In James v. Wegman’s, the Claimant was injured November 21, 2016 and filed a Claim on June 15, 2017, well within the statute of limitations.  The employer voluntarily paid benefits from November 22, 2016 through May 13, 2017.  Claimant’s claim alleged, in part, a de facto award based on voluntary payments, and the employer defended on various grounds unrelated to compensability of the underlying claim, but instead to things such as termination for cause, failure to market, refusal of treatment, etc.  The deputy essentially brushed aside most of employer’s defenses by finding a de facto award, and awarding benefits up to the point of medical refusal.  Both parties requested review, and the Commission substantially affirmed, changing only the date of termination of the award based on termination for cause, rather than medical refusal.

Regarding de facto award, the Commission in James v. Wegman’s appears to rely on prior caselaw to substantially simplify the issue: “Where the employer has made payments to the claimant for some significant period of time without filing a memorandum of agreement, and the compensability of the injury is uncontested, it is ‘reasonable to infer that the parties have reached an agreement as to the payment of compensation,’ and a de facto award will be recognized.’”  (Id. at 4, citations omitted.)  The word “detriment” does not appear in the Opinion.  The word “estoppel” does not appear in the Opinion.  The Opinion does not discuss any “reliance” by claimant on the payments by the employer.  Other cases have held that “[m]aking voluntary payments, by itself, falls far short of satisfying the preconditions of the de facto award doctrine.”  Lysable, supra, 57 Va.

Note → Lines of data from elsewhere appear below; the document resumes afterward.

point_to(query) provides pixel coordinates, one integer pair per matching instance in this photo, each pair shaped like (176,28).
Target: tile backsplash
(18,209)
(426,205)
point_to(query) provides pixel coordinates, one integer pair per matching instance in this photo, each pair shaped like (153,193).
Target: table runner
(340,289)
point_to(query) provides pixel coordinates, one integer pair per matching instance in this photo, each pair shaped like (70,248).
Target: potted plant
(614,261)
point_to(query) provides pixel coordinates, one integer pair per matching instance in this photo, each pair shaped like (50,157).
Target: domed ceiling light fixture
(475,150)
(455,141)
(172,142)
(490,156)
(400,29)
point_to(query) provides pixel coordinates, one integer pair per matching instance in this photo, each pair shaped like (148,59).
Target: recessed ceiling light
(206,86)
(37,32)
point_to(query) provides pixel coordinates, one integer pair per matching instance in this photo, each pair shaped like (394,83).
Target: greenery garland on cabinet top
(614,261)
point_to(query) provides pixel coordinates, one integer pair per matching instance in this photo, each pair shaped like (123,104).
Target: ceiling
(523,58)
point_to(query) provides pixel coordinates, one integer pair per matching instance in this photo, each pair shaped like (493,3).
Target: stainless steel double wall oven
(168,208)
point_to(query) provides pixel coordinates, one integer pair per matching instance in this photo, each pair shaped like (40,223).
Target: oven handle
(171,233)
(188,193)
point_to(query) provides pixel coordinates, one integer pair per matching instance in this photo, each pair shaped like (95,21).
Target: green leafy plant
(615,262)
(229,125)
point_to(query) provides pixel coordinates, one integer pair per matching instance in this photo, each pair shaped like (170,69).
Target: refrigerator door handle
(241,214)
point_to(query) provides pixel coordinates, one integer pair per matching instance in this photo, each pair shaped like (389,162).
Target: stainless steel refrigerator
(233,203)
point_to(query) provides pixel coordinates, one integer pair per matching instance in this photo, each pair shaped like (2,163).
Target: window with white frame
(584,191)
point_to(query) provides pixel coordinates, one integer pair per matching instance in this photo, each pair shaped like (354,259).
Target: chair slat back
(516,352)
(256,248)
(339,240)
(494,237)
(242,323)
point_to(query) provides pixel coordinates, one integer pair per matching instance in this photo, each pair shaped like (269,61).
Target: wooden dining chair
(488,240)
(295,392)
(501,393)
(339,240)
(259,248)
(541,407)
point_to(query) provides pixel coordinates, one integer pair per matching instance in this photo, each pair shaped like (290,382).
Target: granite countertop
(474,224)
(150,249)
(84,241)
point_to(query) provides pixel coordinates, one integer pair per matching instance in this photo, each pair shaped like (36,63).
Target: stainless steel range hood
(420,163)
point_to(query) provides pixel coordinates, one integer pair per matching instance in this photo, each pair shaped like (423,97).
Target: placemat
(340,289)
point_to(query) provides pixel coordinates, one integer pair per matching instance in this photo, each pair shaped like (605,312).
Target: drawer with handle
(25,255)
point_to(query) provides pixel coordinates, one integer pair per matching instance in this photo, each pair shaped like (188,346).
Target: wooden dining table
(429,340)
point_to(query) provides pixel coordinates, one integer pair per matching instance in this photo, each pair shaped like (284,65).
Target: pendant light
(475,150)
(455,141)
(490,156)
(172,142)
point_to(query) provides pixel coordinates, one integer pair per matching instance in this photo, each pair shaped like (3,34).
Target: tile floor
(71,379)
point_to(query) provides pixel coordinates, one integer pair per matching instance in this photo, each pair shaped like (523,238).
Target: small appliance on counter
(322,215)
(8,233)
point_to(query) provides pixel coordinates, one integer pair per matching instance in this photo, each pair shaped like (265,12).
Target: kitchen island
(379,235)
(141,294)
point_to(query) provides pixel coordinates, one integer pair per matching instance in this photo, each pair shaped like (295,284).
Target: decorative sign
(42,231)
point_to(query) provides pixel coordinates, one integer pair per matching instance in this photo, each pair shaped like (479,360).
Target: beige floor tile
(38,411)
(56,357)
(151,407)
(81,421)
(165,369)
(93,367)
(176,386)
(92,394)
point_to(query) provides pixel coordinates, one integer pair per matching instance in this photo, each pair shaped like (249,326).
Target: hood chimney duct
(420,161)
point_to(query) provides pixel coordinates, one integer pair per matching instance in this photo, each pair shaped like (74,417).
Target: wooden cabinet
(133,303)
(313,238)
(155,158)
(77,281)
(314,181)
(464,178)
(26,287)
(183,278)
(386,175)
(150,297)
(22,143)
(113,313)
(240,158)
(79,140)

App. at 415, 702 S.E.2d at 599 (quoted in Roske, supra, 62 Va. App. at 524, 749 S.E.2d at 556).  In fact, Roske, supra, 62 Va. App. at 524, 749 S.E.2d at 556 notes that “[t]o hold otherwise would be to create a windfall for claimants… who, by being voluntarily paid disability payments, are no worse off than if the payments had not been made.”  This is particularly true where a claimant is within the statute of limitations.

The ”oooops” here came in the payment of benefits without submitting agreement forms.  This is a species of a larger problem we see, where clients sometimes skip or postpone investigation at their peril, for instance, we frequently see claims accepted for failure to obtain medical records, resulting in the “purchase” by the employer of a pre existing condition.  Regardless, I often tell my clients some variant of “investigate now, agree later.”  Even if claimant hadn’t signed agreement forms, sending them might have prevented a de facto award here.  (See Kelley v. Monticello Area Cmty. Action Agency, Record No. 1083-16-3, 2016 Va. App. LEXIS 342 (Va. Ct. App., Dec. 13, 2016).)  I also suspect that this case is an expansion of the de facto award doctrine, in that there is no reliance or detriment so far as I can see.  We might see an appeal here.  If not, hopefully we see earlier agreement forms in a lot of cases.